“Hay algo peor que la angustia de la página en blanco. Algo peor que no tener ninguna historia que contar: es haber oído demasiadas, y no poder olvidarlas.”
FABIAN POLOSECKI (1964-1996)

domingo, 25 de enero de 2009

SERVILLETAS DE PAPEL




Te voy a ver por última vez el primer día que nos veamos.
Llegaré temprano, unos veinte minutos antes que vos. Con la primera servilleta que agarre, haré un avioncito. Me va a salir horrible. Nunca pude hacer un buen avioncito de papel. Con la segunda haré un bollo que terminará haciendo las veces de pelota de fútbol. Entre el vaso de agua y la taza de café se ubicará el arco. Mis dedos en forma de V intentarán atajar los disparos de un tincazo impulsado por la mano derecha.
La tercera servilleta me la voy a guardar en el bolsillo, a modo de pañuelo. Y la cuarta la voy a dejar en la mesa para ir haciendo garabatos.

El bar está desierto y el mozo tiene tiempo hasta para elegir qué moco hurga primero.
La silla en la que descargo mis 68 kilos pisa con sus cuatro patas una puerta de madera que da a un sótano. Allí se guardan bebidas, sándwiches de miga y botellas de aceite.
Las agujas del reloj que cuelga de la pared marcan desde hace cinco minutos las 11 y 15. Y dentro de un rato, seguirán formando ese ángulo de 90 grados, casi perfecto.
La servilleta destinada a los garabatos inútiles cobra forma. El Seyko de la pared descascarada se refleja con un trazo inseguro. Y debajo, en letra cursiva, se lee: son las 11 y cuarto.
El mozo, que había terminado la expedición táctil por su nariz, se acerca a la mesa y me trae la cuenta. “A las 12 cerramos”. Le dejé cinco pesos y me fui. No sabía qué hora era.

Llovía tanto que bajaste del taxi con el paraguas abierto. Eran esas noches en que pisas más charcos que baldosas y el pelo te queda liso y transparente como un vaso repleto de agua.
Tus botas eran grises y puntudas. Mis zapatillas tenían un agujero justo donde se aloja el dedo gordo. Llevaba los cordones libres de cualquier nudo represivo. Me tropecé dos veces por otorgarle a los pies semejante libertad. En una esquina mis cordones sueltos se vieron cara a cara con su primo lejano, el cordón cuneta. Dormía, inmutable, en su cama de cemento. Recibió cuatro pisotones apurados. Está acostumbrado a que lo pisen y escupan. Lo escupen siempre desde arriba. A veces en forma de aerosol, otras, en formato de munición gruesa. No hay pariente que de él se apiade.
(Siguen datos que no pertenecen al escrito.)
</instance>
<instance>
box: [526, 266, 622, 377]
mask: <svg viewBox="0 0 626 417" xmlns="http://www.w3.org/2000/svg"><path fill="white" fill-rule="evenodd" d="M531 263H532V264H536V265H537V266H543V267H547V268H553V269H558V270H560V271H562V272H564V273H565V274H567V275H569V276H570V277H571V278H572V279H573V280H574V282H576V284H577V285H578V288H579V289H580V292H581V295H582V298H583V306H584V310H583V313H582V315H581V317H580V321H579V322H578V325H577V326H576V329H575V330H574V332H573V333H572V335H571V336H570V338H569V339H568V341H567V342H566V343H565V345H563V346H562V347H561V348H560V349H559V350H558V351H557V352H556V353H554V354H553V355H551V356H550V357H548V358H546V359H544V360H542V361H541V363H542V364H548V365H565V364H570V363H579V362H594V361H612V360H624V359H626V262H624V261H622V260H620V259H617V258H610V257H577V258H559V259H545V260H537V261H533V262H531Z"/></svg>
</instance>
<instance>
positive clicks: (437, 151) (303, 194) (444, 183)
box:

Los bancos de la plaza seguían mojados y no teníamos plata para entrar a otro bar. Sequé uno con el antebrazo derecho, era verde y tenía los apoya brazos de bronce. El respaldo estaba regado por vicisitudes de palomas itinerantes y rayado por iniciales de nombres de parejas, que una noche cualquiera se dijeron cosas al oído.
Ocupamos entre los dos un tercio de madera. Me pidió un pañuelo, y le ofrecí mi servilleta. Me pidió la hora y le di mi otra servilleta. “11 y cuarto",¡qué temprano!
Acostados en el banco de la plaza, al que ya le habíamos robado toda su extensión, miramos fijo a una luna naranja y mojada que se abría paso entre nubes. Formábamos, entre nuestro eje horizontal y la luna, otro ángulo de 90 grados.
Como si de una clase de geometría se tratara, le sugerí que cerrara los ojos y se imaginara que un compás gigantesco trazaba una línea entre nosotros y aquel redondel que no nos sacaba los ojos de encima. “La diferencia entre los bares y la luna, es que la luna no cierra nunca”, me dijo.”¿Sabés porqué?, le pregunté. “Porque no tiene relojes ni agujas que le pongan horarios.” “Como nosotros”, siguió ella, mientras hacía un bollo a la servilleta que le decía que todavía faltaban cuarenta y cinco minutos para la medianoche.